Ma Cristo come figlio sulla propria casa. — Piuttosto, sulla sua casa. In tutto questo passaggio ( Ebrei 3:2 ; Ebrei 3:5 ) "La sua casa" deve essere presa nel senso della citazione, come la casa di Dio. Mentre Mosè era fedele come servo in questa casa di Dio, Cristo era fedele come figlio posto a capo della casa di Suo Padre.

L'antitesi è totale: l'uno è un servitore per la testimonianza, l'altro un Figlio che ha un diritto naturale a governare. Le parole conclusive in Ebrei 3:5 non hanno qui una risposta formale, ma il contrasto non è espresso meno distintamente. Il nome Cristo (che qui ricorre per la prima volta) è in questa Epistola mai un mero nome: contiene implicitamente il pensiero che tutto ciò di cui Mosè rese testimonianza ha ormai raggiunto il suo compimento.

Cristo è venuto: la casa di Dio, un tempo rappresentata da Israele, è ora manifestata così com'è realmente, contenente tutti i “figli” che Dio conduce alla gloria ( Ebrei 2:10 ). I termini applicati dall'uso costante all'unica nazione vengono così successivamente ampliati: il "seme di Abramo" ( Ebrei 2:16 ), "il popolo" ( Ebrei 2:17 ), la "casa di Dio" (cfr Ebrei 10:21 ).

Se teniamo ferma la fiducia. — Meglio, se manteniamo saldi fino alla fine l'audacia e la gloria della nostra speranza. Fedele al suo proposito pratico, lo scrittore aggiunge alle parole “di chi casa siamo noi” la condizione indispensabile.

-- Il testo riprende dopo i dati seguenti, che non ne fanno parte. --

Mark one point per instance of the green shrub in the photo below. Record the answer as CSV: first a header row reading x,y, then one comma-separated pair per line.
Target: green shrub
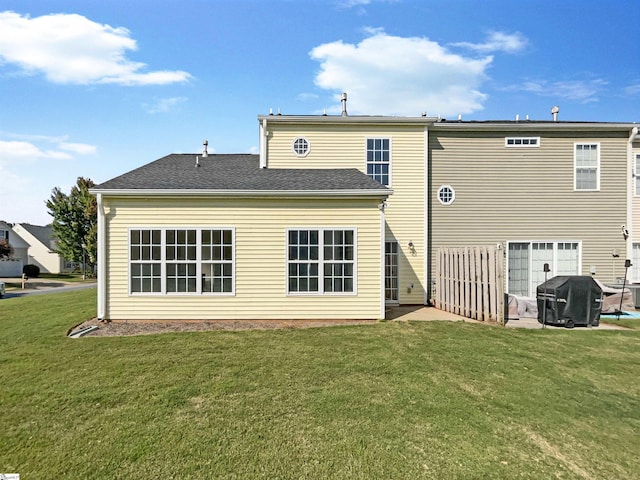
x,y
31,271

La “casa” esiste (“siamo”), ad essa appartengono tutti coloro che possiedono la “speranza” cristiana; ma per l'appropriazione sicura e definitiva della promessa ci deve essere costanza “fino alla fine.

Questa esortazione differisce da quella in Ebrei 2:1 , in quanto implica più distintamente che coloro a cui si rivolge hanno un possesso che possono perdere. La “speranza” cristiana, quell'aspetto della fede rivolto al futuro, è naturalmente spesso nel pensiero di chi scrive. Le parole associate sono molto suggestive: la speranza ci dà l'audacia (cfr 2 Corinzi 3:12 ), e di questa speranza ci vantiamo.

Si parla ancora di “audacia” (in Ebrei 4:16 ; Ebrei 10:19 ; Ebrei 10:35 ): significa propriamente “libertà di parola”, denota i sentimenti e il comportamento fiduciosi e audaci che si collegano alla libera espressione di pensiero.